(Québec) Des agronomes à l’emploi des géants de l’industrie siègent à un comité chargé de revoir les pratiques concernant l’usage de pesticides controversés.

L’Union des producteurs agricoles (UPA) a refusé pour cette raison d’en faire partie, étant donné tout le débat sur les pesticides qui dure depuis plusieurs mois.

Rappelons qu’en janvier, un agronome, Louis Robert, a été congédié par le ministère de l’Agriculture pour avoir dénoncé l’ingérence de l’industrie dans la recherche sur les pesticides.

Dans un courriel obtenu par La Presse canadienne daté de mai, l’Ordre des agronomes (OAQ) invite un représentant d’une organisation à ce comité qui doit se pencher sur les semences traitées aux insecticides, plus précisément le maïs et le soya.
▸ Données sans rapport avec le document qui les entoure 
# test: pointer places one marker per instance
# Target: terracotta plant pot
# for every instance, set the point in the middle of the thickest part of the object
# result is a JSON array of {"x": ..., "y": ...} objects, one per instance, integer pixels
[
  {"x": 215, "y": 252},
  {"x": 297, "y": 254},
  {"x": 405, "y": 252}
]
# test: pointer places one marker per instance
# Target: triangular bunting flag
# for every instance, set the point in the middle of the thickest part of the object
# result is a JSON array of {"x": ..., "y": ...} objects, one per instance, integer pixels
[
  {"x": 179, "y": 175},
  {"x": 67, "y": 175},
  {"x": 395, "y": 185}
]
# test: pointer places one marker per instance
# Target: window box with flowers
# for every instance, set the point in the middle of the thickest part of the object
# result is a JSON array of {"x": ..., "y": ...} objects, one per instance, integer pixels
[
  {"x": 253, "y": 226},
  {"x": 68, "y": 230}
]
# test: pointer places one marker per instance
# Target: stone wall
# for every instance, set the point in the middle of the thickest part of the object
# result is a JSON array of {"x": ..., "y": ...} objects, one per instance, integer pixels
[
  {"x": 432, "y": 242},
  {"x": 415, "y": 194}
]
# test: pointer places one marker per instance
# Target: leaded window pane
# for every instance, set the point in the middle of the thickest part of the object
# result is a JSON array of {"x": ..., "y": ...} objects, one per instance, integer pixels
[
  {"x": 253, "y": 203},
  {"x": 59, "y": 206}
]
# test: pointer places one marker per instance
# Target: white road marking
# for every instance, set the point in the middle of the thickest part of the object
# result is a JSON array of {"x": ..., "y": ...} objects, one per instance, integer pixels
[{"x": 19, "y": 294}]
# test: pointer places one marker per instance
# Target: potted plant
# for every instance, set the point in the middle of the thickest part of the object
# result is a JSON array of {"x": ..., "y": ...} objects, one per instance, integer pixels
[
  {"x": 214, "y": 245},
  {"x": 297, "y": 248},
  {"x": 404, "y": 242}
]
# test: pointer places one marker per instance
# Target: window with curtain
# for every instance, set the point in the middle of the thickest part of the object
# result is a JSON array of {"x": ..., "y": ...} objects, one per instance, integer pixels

L’OAQ a également obtenu la participation d’agronomes qui travaillent pour les entreprises Bayer et Corteva, ainsi que Sollio, une division de La Coop fédérée. Ils siégeront à titre de représentants de l’association des marchands de semences du Québec, selon ce qu’a confirmé un porte-parole de Bayer.

Dans un entretien avec La Presse canadienne cette semaine, le président de l’OAQ, Michel Duval, a confirmé la présence d’agronomes qui travaillent pour des géants de l’industrie, mais a refusé de nommer lesquels.

« On les connaît, mais c’est pour éviter de les montrer du doigt », a-t-il indiqué.

Le comité examinera notamment l’usage des néonicotinoïdes, un produit controversé qu’on soupçonne notamment de décimer les colonies d’abeilles.

Il est chargé de définir une « ligne directrice », en quelque sorte un mode d’emploi que l’agronome peut suivre pour recommander l’usage ou non d’une semence traitée aux insecticides.

« C’est une grille pour aider pour aider les agronomes à prendre des décisions, a expliqué Luc Bourgeois, de Bayer, dans une entrevue avec La Presse canadienne. C’est difficile de seulement aller sur le terrain, quand on n’a pas beaucoup expérience dans une ou l’autre culture. […] C’est comme un médecin habitué à reconnaître les symptômes de la grippe et, tout d’un coup, quelqu’un arrive avec la malaria. »

L’UPA a fait savoir par la voix de son porte-parole qu’elle ne souhaitait pas devenir une « caution morale » pour ce comité dont elle remet en question l’indépendance.

Selon le syndicat agricole, il revient plutôt aux ministères de l’Environnement et de l’Agriculture d’élaborer des lignes directrices et d’ensuite consulter les parties prenantes.

Le président de l’OAQ estime que les agronomes invités provenant de l’industrie s’exprimeront « en toute indépendance » par rapport à leur entreprise.

« On a des gens qui viennent d’autres secteurs, qui ont aussi des opinions. […] On peut vous garantir que s’il y a des représentants de l’industrie, ils ne sont pas là pour noyauter le comité. »

« Tous les agronomes répondent aux exigences de l’Ordre des agronomes, a renchéri Luc Bourgeois. L’ordre a sa propre police, si l’agronome ne suit pas les règles de l’art, il prend le risque de perdre sa licence. »

Des représentants des ministères de l’Agriculture et de l’Environnement siégeront au comité, ainsi qu’un membre du Comité d’inspection de l’OAQ, de même que des membres du Centre de recherche sur les grains (CEROM), qui a aussi été plongé dans la controverse. Son président, Christian Overbeek, a démenti que l’organisme s’était immiscé dans le travail des chercheurs, avant de se retirer de son poste au printemps.

Il est demeuré président des Producteurs de grains du Québec, une organisation qui fait partie de l’UPA, et qui a accepté de participer aux travaux du comité, selon ce qu’a indiqué une source près du dossier.

Rappelons qu’une commission parlementaire a amorcé le printemps dernier des audiences sur les effets des pesticides, qu’elle poursuivra l’automne prochain.